Every post in OpenPost moves through the same six states. You can watch the transitions in real-time under Posts, or subscribe to webhooks to trigger your own systems.

Post states
draft  →  scheduled  →  publishing  →  published

                           failed  →  canceled
  • draft— saved but no time chosen. Lives in the workspace indefinitely.
  • scheduled— a time slot is reserved. We’ll publish at that moment.
  • publishing— the moment arrived; we’re calling the platform’s API.
  • published — live on the platform. The post has a live_url now.
  • failed— something went wrong. Includes a reason and, when possible, a retry button.
  • canceled— you manually cancelled before publish.

The scheduler

OpenPost runs a minute-accurate scheduler on Postgres pg_cron. Every minute, the scheduler picks up every post whose schedule_at has passed and is still scheduled, claims it atomically, and moves it to publishing. This claim step uses a transactional update so duplicate workers can never race on the same post.
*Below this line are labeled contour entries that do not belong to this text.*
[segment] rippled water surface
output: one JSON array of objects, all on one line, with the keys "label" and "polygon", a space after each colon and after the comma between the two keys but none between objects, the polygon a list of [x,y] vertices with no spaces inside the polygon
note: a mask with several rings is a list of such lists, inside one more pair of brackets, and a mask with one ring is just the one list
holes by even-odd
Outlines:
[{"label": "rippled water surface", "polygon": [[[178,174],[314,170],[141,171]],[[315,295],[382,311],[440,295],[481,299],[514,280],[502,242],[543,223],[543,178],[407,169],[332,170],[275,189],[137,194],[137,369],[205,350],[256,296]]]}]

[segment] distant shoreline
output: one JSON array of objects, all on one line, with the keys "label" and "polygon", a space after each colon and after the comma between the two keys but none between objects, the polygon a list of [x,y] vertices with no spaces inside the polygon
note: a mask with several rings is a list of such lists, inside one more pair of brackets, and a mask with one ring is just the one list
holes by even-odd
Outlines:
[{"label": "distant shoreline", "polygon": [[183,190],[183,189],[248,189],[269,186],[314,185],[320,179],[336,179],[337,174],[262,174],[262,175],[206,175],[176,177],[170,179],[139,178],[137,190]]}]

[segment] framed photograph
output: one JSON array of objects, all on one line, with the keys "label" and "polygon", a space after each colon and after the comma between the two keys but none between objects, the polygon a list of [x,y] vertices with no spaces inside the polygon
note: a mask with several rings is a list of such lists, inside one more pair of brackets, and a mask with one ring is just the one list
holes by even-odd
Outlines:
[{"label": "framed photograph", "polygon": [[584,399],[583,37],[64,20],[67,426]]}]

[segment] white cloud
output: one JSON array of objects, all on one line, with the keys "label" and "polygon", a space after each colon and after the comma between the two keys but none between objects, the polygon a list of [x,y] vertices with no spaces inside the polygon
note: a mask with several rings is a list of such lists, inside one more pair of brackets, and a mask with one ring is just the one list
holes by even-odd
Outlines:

Why pg_cron and not a queue?

We evaluated BullMQ, Temporal, and Trigger.dev. All of them work, but they add a second database of truth. pg_cron runs in the same Postgres transaction as the post row, so “claimed” and “publishing” can never disagree. Simpler, fewer failure modes.

The publisher

Once a post is publishing, the platform-specific publisher takes over. Each of our eight channels has its own module that handles:

  • Format conversion— threads are split into per-tweet payloads, carousels into per-slide uploads, videos into the platform’s required spec.
  • Token refresh— if your OAuth token is expired, we refresh it transparently before the call.
  • Retry policy— three retries with exponential backoff on 5xx/network errors. 4xx errors fail fast (they won’t succeed on retry).
  • Result capture— live URL, provider post ID, and any warnings the platform returned.
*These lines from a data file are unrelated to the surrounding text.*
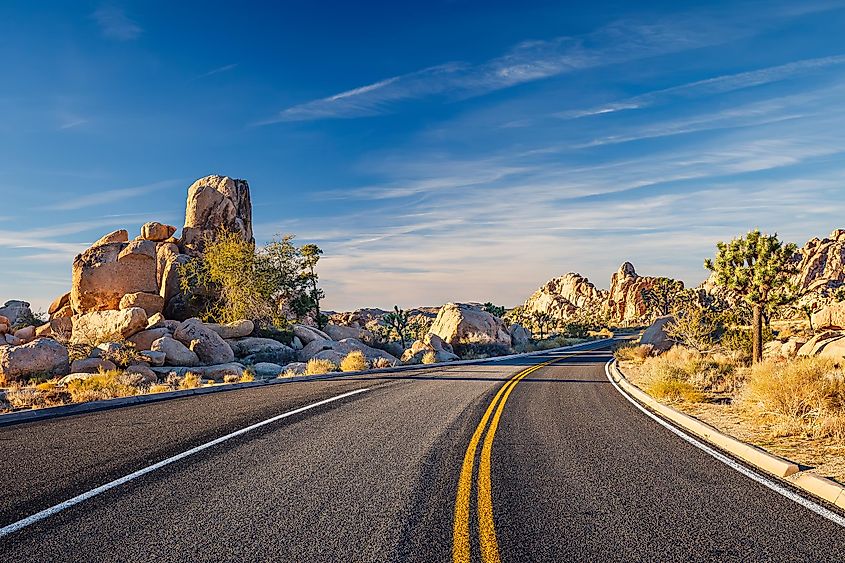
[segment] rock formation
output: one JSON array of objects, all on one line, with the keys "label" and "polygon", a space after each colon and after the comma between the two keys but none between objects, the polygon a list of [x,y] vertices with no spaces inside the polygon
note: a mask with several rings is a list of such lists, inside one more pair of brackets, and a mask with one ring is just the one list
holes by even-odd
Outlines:
[{"label": "rock formation", "polygon": [[246,180],[227,176],[206,176],[188,188],[182,249],[196,256],[204,242],[225,229],[255,242],[252,236],[252,201]]},{"label": "rock formation", "polygon": [[505,322],[472,305],[447,303],[429,329],[454,346],[461,343],[501,344],[510,346],[511,336]]}]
What happens when things go wrong

OpenPost is designed to fail loudly rather than silently drop posts:

  • Token revoked — post fails with a channel_disconnected error. We email you, show a banner in the dashboard, and surface the failed post in the notification center.
  • Platform outage— retries complete; if still failing, the post moves to failedwith the platform’s error message attached. You can manually retry once the platform recovers.
  • Rate limited— we back off and retry within the platform’s window. No duplicate posts.

Delivery guarantees

Schedule accuracy

±30 seconds

At-least-once

No — exactly-once

Duplicate prevention

DB-level claim

Retry policy

3× exp. backoff on 5xx

Uptime target

99.9% monthly

Timezone handling

IANA, per-channel

Where your data lives

OpenPost runs on Supabase (Postgres 15) hosted in us-east-2. Your posts, media, and analytics never leave that region unless you request export. Media files are stored in an encrypted S3 bucket; pre-signed URLs are scoped to your workspace.
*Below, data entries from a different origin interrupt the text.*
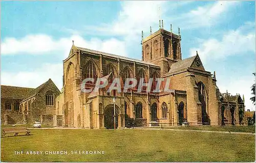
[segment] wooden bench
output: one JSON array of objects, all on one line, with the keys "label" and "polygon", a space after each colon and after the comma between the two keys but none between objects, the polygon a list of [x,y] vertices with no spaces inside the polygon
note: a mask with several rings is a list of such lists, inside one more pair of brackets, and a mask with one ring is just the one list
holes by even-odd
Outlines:
[{"label": "wooden bench", "polygon": [[17,136],[20,132],[26,132],[26,135],[30,134],[30,130],[26,127],[8,127],[3,128],[3,135],[4,137],[6,133],[15,133],[14,135]]}]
An EU region is on the roadmap for 2026. If EU residency is a hard requirement for you, get in touch— we can discuss a private deployment ahead of the public launch.

What you can observe

Every state change emits a webhook event if you’ve subscribed. Every publish writes an audit log entry visible under Settings → Audit log. Every API call returns an x-op-request-id header you can include when you contact support.